When I told him I thought she was plenty female, he ventured forth with his second theory: Alice was a mule. Interesting note here: All ducks EXCEPT Muscovies are genetically related, descended through mallards, and can freely interbreed. Muscovies are an entirely different species and if they breed with any other breed, they produce sterile offspring, or mules. So Christian said if she wasn't a dude, she was at least a mule.

Well, I now have at least eight others who would beg to differ with both of his theories.

Alice had babies yesterday!

Now to be fair, we found her nest about a week and a half ago. So C already knew he was wrong. But we thought she had settled in to brood just within the last week. The sneaky little rat had already been on those eggs for three weeks! The babies are sickeningly sweet. It looks to me like three will be dark like mama and five will be brown like their dad.

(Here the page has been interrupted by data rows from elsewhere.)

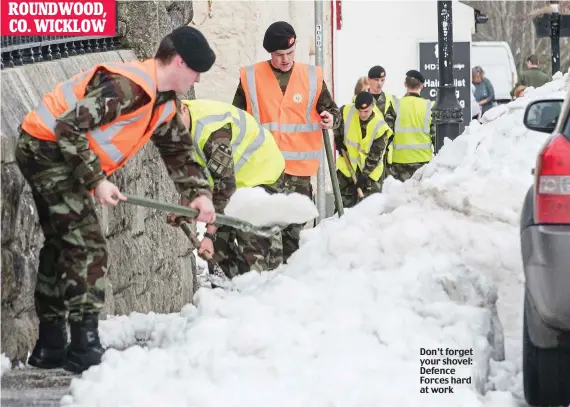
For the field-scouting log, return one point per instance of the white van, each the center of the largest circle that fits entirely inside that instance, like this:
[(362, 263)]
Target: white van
[(496, 59)]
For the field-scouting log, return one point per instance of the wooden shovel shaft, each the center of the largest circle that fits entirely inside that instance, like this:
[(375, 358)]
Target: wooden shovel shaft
[(192, 213)]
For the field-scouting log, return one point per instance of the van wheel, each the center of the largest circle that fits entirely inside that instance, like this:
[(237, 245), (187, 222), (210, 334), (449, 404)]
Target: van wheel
[(546, 373)]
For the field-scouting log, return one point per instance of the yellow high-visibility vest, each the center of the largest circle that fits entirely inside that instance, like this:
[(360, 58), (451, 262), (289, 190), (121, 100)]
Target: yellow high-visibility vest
[(257, 159), (412, 140), (358, 147)]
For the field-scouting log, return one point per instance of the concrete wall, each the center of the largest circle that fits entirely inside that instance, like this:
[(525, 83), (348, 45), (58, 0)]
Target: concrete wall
[(392, 43)]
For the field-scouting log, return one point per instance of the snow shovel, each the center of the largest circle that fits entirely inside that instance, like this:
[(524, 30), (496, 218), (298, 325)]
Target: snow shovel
[(352, 174), (265, 231), (218, 277)]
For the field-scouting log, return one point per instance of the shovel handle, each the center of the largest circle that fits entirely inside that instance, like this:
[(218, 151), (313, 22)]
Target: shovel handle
[(243, 225), (194, 240)]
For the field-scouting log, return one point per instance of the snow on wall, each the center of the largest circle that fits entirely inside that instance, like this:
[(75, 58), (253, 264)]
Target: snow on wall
[(236, 29)]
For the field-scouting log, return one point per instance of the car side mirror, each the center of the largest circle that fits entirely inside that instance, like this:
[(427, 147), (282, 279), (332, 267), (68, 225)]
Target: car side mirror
[(542, 115)]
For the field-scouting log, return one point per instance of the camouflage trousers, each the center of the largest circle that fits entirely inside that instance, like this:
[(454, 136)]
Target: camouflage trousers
[(348, 191), (73, 259), (238, 252), (292, 233), (403, 172)]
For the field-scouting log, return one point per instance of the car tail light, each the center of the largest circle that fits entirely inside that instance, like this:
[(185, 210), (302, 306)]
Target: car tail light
[(552, 186)]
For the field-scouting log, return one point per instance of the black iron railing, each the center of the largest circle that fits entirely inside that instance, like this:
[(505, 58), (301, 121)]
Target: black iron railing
[(18, 51)]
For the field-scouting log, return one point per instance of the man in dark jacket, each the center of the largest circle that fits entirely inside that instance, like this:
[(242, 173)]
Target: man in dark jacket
[(533, 76)]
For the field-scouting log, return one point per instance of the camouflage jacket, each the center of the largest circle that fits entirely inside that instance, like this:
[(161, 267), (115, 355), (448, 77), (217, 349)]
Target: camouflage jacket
[(107, 96), (324, 103), (377, 148)]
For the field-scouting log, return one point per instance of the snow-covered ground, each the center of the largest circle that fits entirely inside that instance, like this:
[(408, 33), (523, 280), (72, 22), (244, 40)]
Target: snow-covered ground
[(343, 324)]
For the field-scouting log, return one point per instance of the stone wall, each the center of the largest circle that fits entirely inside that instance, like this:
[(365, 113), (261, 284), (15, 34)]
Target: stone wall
[(150, 262)]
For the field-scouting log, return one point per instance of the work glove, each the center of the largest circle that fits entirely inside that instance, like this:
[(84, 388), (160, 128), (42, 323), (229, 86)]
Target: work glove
[(176, 220), (362, 181), (340, 147)]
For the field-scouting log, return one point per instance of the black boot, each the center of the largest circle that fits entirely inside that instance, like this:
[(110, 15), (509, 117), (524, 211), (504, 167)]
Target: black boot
[(50, 349), (85, 349)]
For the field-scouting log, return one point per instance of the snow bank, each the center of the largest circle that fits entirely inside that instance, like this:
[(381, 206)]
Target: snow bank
[(343, 324)]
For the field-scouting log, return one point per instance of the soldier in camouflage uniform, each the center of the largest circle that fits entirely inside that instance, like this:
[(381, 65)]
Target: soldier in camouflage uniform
[(234, 251), (413, 111), (280, 42), (385, 103), (57, 156), (365, 118)]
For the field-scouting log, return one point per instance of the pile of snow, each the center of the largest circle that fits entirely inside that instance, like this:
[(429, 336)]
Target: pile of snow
[(258, 207), (5, 364), (343, 324)]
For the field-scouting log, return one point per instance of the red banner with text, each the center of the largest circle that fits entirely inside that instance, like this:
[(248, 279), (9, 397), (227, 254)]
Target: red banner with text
[(67, 18)]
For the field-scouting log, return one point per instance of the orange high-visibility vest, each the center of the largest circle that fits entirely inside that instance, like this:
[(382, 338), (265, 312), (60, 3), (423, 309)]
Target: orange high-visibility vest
[(292, 117), (115, 143)]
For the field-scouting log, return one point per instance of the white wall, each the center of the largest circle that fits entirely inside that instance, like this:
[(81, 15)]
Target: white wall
[(235, 30), (395, 29)]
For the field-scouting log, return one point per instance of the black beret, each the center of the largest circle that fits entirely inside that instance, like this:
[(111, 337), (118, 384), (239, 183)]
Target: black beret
[(363, 100), (416, 75), (376, 72), (193, 48), (279, 36)]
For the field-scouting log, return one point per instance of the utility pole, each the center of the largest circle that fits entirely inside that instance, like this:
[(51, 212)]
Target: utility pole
[(319, 59), (555, 26), (555, 36), (447, 112)]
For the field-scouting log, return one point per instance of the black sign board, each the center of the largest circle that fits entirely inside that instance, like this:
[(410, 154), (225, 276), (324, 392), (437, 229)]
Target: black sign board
[(429, 67), (543, 26)]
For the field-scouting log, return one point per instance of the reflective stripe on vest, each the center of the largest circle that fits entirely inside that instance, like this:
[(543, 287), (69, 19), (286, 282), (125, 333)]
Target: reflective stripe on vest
[(71, 99), (104, 138), (425, 129), (114, 142)]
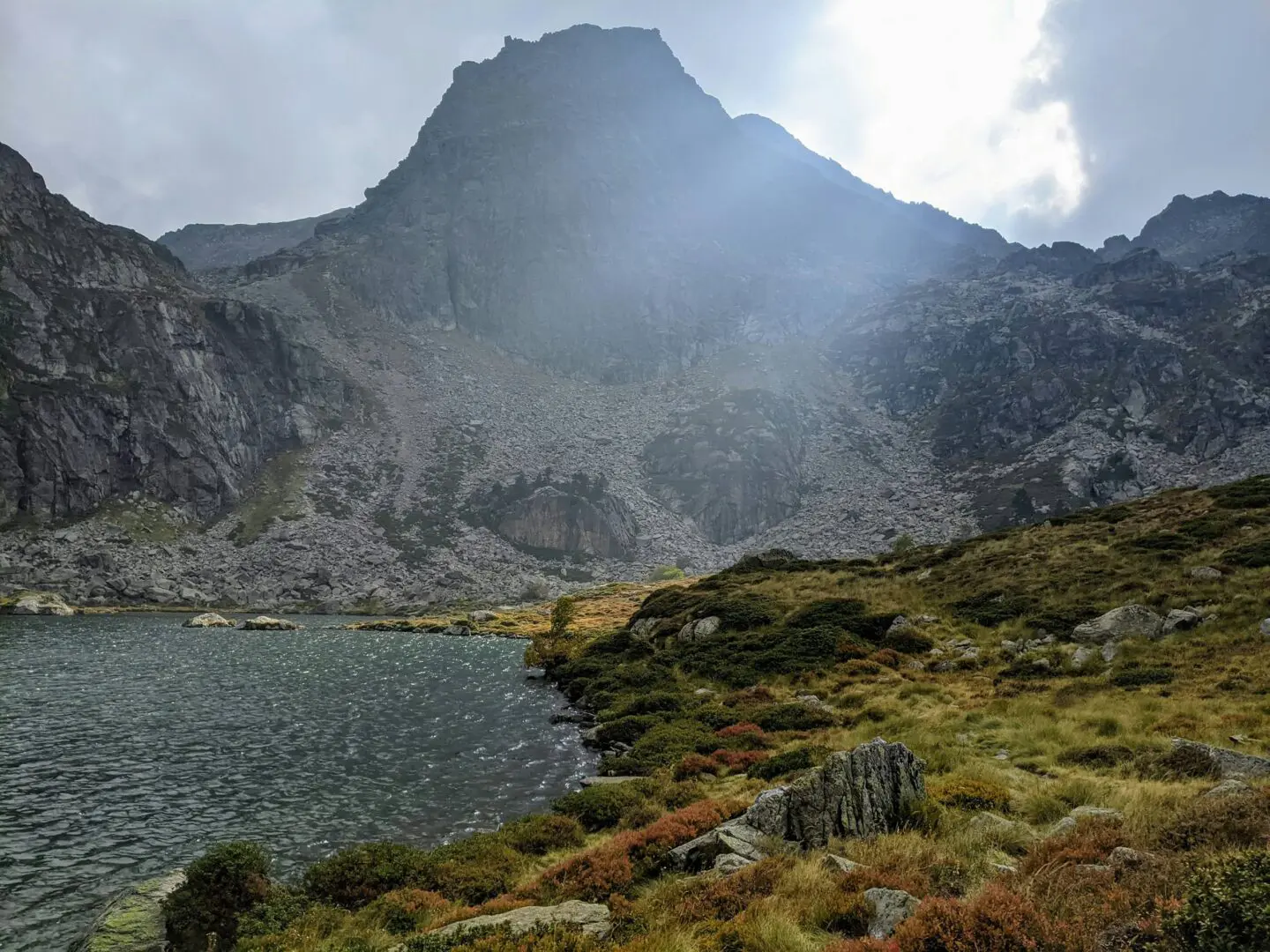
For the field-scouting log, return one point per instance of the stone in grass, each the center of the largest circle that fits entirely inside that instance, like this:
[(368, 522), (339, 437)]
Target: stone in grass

Alice did great on hatching them out, but not so great at subsequent mothering, so we'll raise them by hand. They are inside right now, but will go out into the coop with the mallards (who have grown an insane amount) soon.

Yay, Spring!

...and Dawn has been making a nest, too! Come on, peep peeps!

Wednesday, April 1, 2009

Falling behind in the high season

We have been crazy here with full cheese production, two markets a week, multiple kiddings and a fair number of tours. I am woefully behind on getting my good, blog-worthy stories down in writing. If I can get it together, I plan to fill anyone who may be reading in on the following.

1. The story of boy pig's date with freezer camp, complete with my all-time favorite line ever spoken to me, "I can get you a head."

2. The story of Dory's slaughter (which we watched) and subsequent frying, which I can at least tell you did not result in the calling of the fire brigade. Which is good, as Field Store has no fire brigade.

3. The story of a few crazy kidding days including the one where I had to push a kid back into the uterus because Christian's hands were too big.

4. The story of our being total suckers and buying surgery for a barn kitty. You're welcome, Newman.

I will try to get to these things, but the problem is that more kooky things will happen before I can get to it. It is the busy season. For serious. Busy.

Ok- gotta go. There are ten baby goats that need breakfast.